17 Les sept types de trajectoires de systèmes d’activités sont présentés ici en quatre sous-ensembles soulignant le rôle des migrations dans les différenciations économiques à l’œuvre.

18 La stratégie « petite agriculture commerciale diversifiée et activité occasionnelle » (T1) rassemble les ménages avec une trajectoire stable depuis la fin de la guerre. Ces ménages combinent une petite agriculture commerciale diversifiée en plus de leur système vivrier et complètent leurs revenus monétaires par du travail occasionnel comme salarié agricole et extra-agricole local (figure 2). Ils n’ont jamais migré et appartiennent au quatrième groupe de revenus le plus défavorisé (figure 3).

Tableau 1

Typologie des sept types de trajectoires de systèmes d’activités et rôle des migrations (1994-2010)

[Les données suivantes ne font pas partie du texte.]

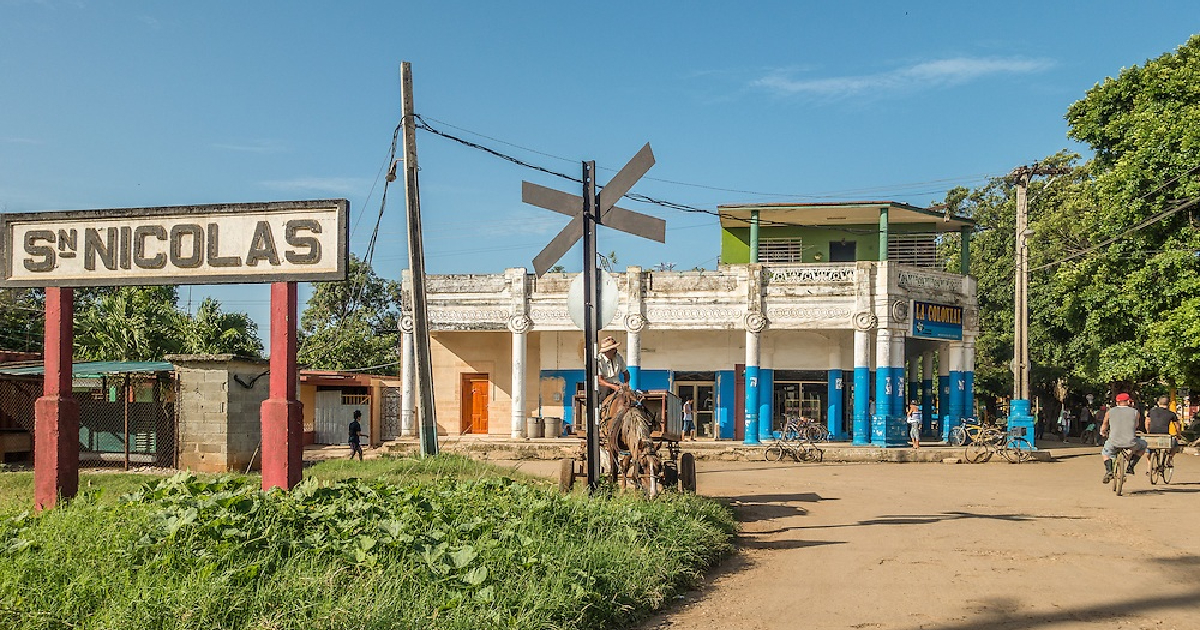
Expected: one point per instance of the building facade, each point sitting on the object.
(838, 312)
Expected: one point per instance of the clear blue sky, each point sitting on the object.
(139, 103)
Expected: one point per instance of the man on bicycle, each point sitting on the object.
(1120, 427)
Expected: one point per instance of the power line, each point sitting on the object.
(636, 197)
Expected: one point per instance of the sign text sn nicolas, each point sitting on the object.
(252, 243)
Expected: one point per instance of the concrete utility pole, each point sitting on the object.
(426, 414)
(1019, 408)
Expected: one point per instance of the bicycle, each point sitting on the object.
(793, 442)
(1120, 463)
(1017, 449)
(1161, 461)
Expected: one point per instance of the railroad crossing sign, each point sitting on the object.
(586, 214)
(636, 223)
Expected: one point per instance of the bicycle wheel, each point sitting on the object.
(977, 453)
(1119, 472)
(1018, 450)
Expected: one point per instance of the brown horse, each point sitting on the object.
(627, 427)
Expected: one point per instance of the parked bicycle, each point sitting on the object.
(793, 442)
(1011, 444)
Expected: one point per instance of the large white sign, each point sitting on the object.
(183, 245)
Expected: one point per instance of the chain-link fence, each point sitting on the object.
(125, 420)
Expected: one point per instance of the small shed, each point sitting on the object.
(126, 409)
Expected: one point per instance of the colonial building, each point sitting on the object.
(839, 312)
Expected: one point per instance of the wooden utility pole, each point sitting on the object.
(1021, 177)
(426, 414)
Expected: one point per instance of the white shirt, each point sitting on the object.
(610, 369)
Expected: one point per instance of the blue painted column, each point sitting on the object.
(943, 390)
(958, 384)
(766, 402)
(726, 401)
(927, 394)
(751, 389)
(834, 396)
(861, 433)
(882, 423)
(969, 379)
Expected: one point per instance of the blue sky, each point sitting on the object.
(138, 103)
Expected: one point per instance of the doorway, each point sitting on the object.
(702, 403)
(474, 403)
(844, 252)
(803, 399)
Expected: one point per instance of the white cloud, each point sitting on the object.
(939, 72)
(322, 185)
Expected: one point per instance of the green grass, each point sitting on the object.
(447, 543)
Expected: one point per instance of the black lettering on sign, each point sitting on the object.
(262, 246)
(69, 243)
(310, 243)
(45, 251)
(214, 247)
(196, 256)
(126, 235)
(94, 246)
(157, 261)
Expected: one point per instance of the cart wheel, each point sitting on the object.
(670, 474)
(688, 472)
(567, 475)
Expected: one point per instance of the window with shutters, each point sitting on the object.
(781, 250)
(913, 250)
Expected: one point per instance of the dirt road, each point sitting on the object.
(949, 547)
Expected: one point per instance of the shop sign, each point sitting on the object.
(936, 321)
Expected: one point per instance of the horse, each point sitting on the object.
(627, 427)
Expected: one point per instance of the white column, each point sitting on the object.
(519, 327)
(408, 379)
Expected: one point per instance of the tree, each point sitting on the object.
(353, 323)
(1115, 280)
(213, 331)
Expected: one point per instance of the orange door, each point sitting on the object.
(474, 403)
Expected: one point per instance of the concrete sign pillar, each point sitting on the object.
(57, 413)
(281, 412)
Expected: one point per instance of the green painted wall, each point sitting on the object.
(736, 241)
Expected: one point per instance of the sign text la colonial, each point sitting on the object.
(178, 245)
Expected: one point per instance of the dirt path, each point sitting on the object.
(949, 547)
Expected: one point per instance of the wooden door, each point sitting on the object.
(474, 403)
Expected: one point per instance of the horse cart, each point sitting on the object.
(670, 466)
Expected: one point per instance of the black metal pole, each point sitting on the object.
(589, 323)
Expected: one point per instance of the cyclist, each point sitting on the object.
(1120, 430)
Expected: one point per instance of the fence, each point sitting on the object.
(125, 420)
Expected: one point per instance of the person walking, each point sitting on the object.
(1120, 430)
(357, 435)
(689, 420)
(915, 424)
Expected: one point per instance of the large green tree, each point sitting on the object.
(1115, 277)
(145, 323)
(353, 323)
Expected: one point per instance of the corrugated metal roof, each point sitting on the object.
(94, 369)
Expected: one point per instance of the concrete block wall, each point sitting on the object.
(219, 411)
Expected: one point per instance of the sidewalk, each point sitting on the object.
(505, 448)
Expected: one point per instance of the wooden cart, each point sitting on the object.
(666, 408)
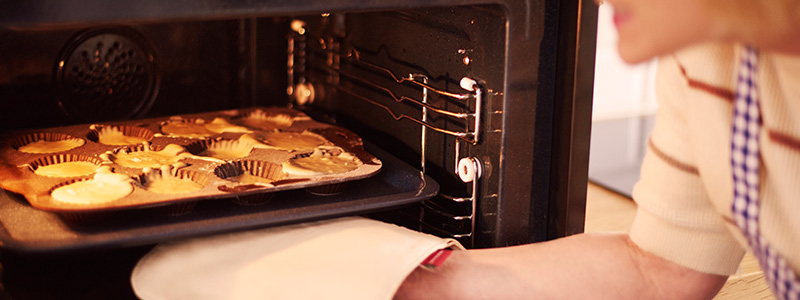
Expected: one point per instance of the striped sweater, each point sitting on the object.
(685, 193)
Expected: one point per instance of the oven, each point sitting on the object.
(480, 110)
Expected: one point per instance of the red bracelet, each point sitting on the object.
(437, 258)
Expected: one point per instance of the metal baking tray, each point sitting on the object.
(209, 172)
(29, 230)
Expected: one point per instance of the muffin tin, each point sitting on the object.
(185, 160)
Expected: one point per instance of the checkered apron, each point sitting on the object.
(745, 161)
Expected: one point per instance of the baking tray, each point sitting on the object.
(28, 230)
(190, 165)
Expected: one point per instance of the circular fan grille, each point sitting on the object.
(107, 74)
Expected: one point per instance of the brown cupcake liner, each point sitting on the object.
(183, 174)
(263, 169)
(63, 158)
(200, 147)
(132, 131)
(198, 121)
(23, 140)
(258, 168)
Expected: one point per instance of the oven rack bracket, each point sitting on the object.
(474, 91)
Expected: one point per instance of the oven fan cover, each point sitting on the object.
(108, 73)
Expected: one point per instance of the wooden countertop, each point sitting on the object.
(608, 211)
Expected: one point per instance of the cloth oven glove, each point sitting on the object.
(346, 258)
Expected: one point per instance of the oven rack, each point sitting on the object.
(302, 92)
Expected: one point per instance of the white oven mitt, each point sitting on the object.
(347, 258)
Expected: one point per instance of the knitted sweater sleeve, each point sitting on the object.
(675, 218)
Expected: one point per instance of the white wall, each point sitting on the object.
(623, 109)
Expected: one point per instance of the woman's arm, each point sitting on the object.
(584, 266)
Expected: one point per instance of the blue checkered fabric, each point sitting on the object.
(745, 161)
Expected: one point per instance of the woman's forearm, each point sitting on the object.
(585, 266)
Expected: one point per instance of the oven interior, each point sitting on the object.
(489, 102)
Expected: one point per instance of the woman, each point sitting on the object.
(720, 176)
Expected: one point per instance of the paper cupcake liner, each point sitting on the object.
(262, 120)
(131, 131)
(195, 121)
(24, 140)
(64, 158)
(263, 169)
(182, 174)
(229, 146)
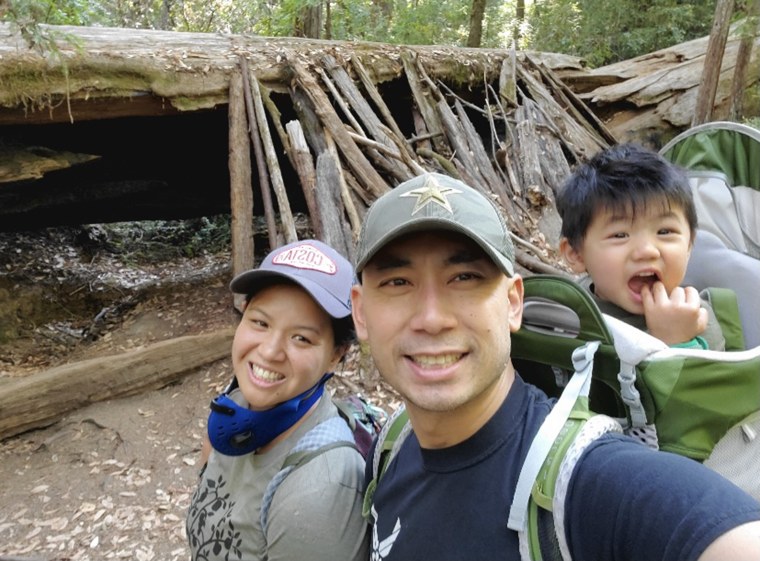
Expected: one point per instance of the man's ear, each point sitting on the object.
(516, 296)
(573, 258)
(357, 312)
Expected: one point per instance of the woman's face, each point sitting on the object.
(282, 347)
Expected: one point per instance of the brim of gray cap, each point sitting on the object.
(251, 282)
(427, 223)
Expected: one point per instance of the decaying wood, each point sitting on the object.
(40, 400)
(652, 97)
(273, 165)
(303, 163)
(258, 151)
(241, 197)
(748, 32)
(329, 203)
(713, 60)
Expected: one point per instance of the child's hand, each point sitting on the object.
(675, 318)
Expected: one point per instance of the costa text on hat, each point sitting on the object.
(433, 201)
(320, 270)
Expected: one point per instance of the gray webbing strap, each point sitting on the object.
(579, 385)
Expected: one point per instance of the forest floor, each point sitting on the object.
(113, 480)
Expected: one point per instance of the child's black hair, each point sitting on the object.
(627, 178)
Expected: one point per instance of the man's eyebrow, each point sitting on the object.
(386, 261)
(467, 255)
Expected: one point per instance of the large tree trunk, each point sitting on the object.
(40, 400)
(713, 61)
(477, 12)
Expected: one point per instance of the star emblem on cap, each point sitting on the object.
(431, 192)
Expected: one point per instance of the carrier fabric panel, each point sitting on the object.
(730, 148)
(698, 399)
(530, 349)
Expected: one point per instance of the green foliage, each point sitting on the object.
(608, 31)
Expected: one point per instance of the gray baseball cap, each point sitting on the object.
(320, 270)
(433, 201)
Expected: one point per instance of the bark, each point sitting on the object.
(477, 12)
(713, 62)
(748, 35)
(241, 196)
(40, 400)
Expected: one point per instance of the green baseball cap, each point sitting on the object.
(433, 201)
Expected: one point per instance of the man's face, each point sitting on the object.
(437, 314)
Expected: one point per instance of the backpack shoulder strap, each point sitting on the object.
(389, 440)
(329, 434)
(726, 307)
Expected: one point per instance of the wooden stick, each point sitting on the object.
(286, 216)
(241, 196)
(258, 152)
(304, 166)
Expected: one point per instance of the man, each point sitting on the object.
(437, 300)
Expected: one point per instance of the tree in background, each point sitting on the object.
(606, 31)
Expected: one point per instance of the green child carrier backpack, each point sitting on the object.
(609, 376)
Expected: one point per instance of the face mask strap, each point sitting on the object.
(235, 430)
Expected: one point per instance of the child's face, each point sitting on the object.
(624, 251)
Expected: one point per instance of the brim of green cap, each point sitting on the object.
(428, 223)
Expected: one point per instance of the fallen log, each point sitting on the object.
(42, 399)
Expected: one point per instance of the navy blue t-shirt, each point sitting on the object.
(625, 501)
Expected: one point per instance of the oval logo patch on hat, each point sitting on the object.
(306, 256)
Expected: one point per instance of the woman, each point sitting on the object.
(296, 327)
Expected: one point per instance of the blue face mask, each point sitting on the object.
(235, 430)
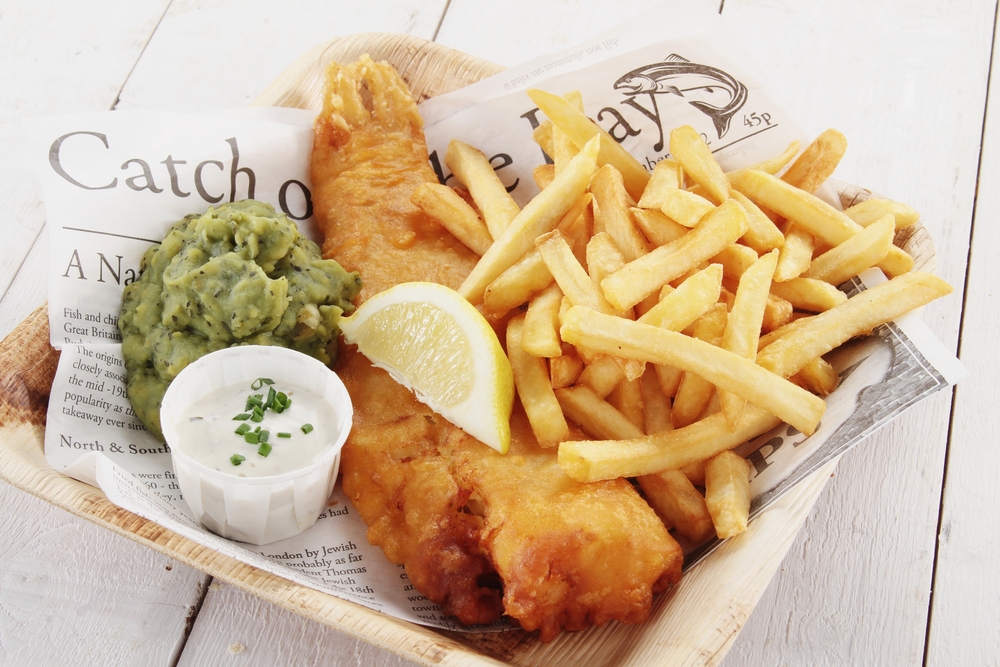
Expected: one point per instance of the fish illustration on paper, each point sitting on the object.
(708, 89)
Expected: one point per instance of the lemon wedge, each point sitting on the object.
(433, 341)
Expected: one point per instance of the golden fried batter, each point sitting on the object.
(479, 533)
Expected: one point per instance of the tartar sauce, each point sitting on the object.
(207, 431)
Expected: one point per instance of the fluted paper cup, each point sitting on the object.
(258, 510)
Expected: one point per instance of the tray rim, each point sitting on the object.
(23, 465)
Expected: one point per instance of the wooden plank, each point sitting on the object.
(221, 55)
(509, 33)
(61, 578)
(75, 593)
(855, 587)
(236, 625)
(966, 610)
(57, 58)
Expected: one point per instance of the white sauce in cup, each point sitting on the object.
(207, 434)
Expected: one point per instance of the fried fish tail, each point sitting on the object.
(478, 532)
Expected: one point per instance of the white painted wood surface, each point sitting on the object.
(905, 80)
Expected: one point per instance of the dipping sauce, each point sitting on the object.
(207, 430)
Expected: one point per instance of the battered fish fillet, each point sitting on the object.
(478, 532)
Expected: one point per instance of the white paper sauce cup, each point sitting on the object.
(256, 509)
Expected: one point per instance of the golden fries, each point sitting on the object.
(695, 157)
(674, 329)
(474, 171)
(641, 277)
(444, 205)
(531, 379)
(541, 214)
(581, 131)
(633, 340)
(857, 315)
(727, 493)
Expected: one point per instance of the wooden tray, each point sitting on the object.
(695, 625)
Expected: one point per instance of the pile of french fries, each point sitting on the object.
(676, 314)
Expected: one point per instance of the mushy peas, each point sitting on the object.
(240, 274)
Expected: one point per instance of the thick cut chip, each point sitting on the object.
(727, 493)
(474, 170)
(633, 340)
(640, 278)
(858, 315)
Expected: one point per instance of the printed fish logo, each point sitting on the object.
(708, 89)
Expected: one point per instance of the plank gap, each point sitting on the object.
(958, 350)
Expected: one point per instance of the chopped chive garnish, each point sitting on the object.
(260, 382)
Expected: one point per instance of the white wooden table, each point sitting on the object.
(896, 564)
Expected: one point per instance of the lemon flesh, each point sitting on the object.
(434, 342)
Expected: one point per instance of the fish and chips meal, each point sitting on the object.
(652, 323)
(648, 323)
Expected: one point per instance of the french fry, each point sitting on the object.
(817, 376)
(678, 308)
(613, 205)
(444, 205)
(541, 214)
(581, 130)
(602, 375)
(576, 226)
(474, 170)
(796, 254)
(744, 325)
(667, 175)
(862, 251)
(656, 405)
(674, 498)
(695, 472)
(724, 369)
(594, 460)
(696, 158)
(735, 259)
(866, 212)
(657, 227)
(777, 313)
(809, 294)
(542, 135)
(543, 175)
(775, 164)
(531, 379)
(565, 369)
(763, 235)
(813, 214)
(627, 399)
(859, 314)
(603, 257)
(727, 493)
(639, 278)
(540, 337)
(568, 274)
(694, 392)
(669, 377)
(516, 284)
(817, 162)
(685, 207)
(594, 415)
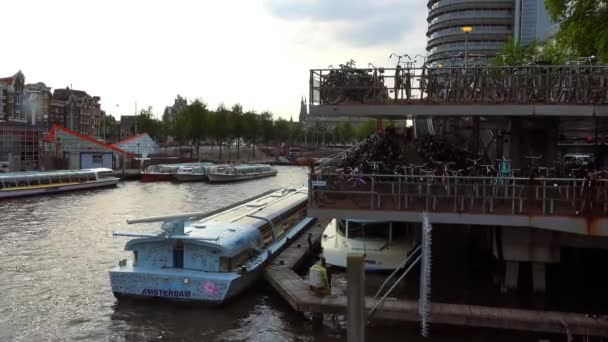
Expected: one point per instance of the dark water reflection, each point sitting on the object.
(55, 253)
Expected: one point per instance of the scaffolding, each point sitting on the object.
(20, 146)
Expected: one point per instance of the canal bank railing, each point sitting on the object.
(461, 195)
(522, 84)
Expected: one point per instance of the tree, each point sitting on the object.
(238, 126)
(366, 129)
(197, 113)
(345, 132)
(251, 120)
(266, 127)
(181, 127)
(513, 53)
(147, 123)
(582, 26)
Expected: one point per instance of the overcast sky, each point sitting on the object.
(256, 52)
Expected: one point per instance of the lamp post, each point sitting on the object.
(466, 30)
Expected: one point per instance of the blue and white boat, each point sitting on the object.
(209, 259)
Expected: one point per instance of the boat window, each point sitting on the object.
(229, 264)
(178, 254)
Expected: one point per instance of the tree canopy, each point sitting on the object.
(582, 26)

Type de trajectoire système d’activités Type de migrations et rôle dans le système d’activités Type de diversification
T1- Petite agriculture commerciale diversifiée et activité extra-agricole occasionnelle (24 %) - $ gpe 4 non migrants -
T2- Alternance agriculture de subsistance et salariat instable (21 %) - $ gpe 4 Mobilités longues ou régulières multisite, sans règles
• ponction main-d’œuvre agricole
• transfert de compétences sans capital
Extra-agricole et agricole occasionnelle
T3- Agriculture de subsistance puis diversification extra-agricole (21 %) $ gpe 3 Mobilités fréquentes surtout nationales, règles liées au réseau local et extérieur et au lignage
• accumulation non productive
• système de subsistance
• transfert de compétences et capital
Extra-agricole (+/- agricole)
T4- Paysan-salarié (17 %) $ gpe 2 Mobilités régulières ou longues, internationales, 1 lieu, règles lignage et réseaux familial / poste fixe
• accumulation non productive
• système de subsistance
stable
T5- Système transnational et agriculture sous-exploitée (7 %) $ gpe 1 Mobilités très flexibles internationales / règles d’accès- contrôle des ressources par polygamie hors lignage
• accumulation non productive/sécurité alimentaire
• système de subsistance ponctuel
• transferts de compétences et capital, terre et/ou logement urbain
stable
(extra-agricole)
T6- Migrant permanent avec diversification agriculture commerciale tardive (4 %) $ gpe 2 Mobilité régulière, hybridation des règles réseaux & lignage
• accumulation non productive / sécurité alimentaire
• investissement productif agricole, terre urbaine
agricole
T7- Agriculture commerciale (6 %) $ gpe 3-4 Migrants de retour/retraite
• accumulation non productive
• investissement productif agricole
figure im2

Typologie des sept types de trajectoires de systèmes d’activités et rôle des migrations (1994-2010)

Enquêtes 2009-2010.

19 Dans les deux stratégies T2 et T3, les liens entre les activités de migration et le reste du système d’activités sont les plus importants. Les trajectoires montrent une diversification extra-agricole, avec parfois une diversification agricole plus tardive, mais avec des niveaux d’accumulation très différents.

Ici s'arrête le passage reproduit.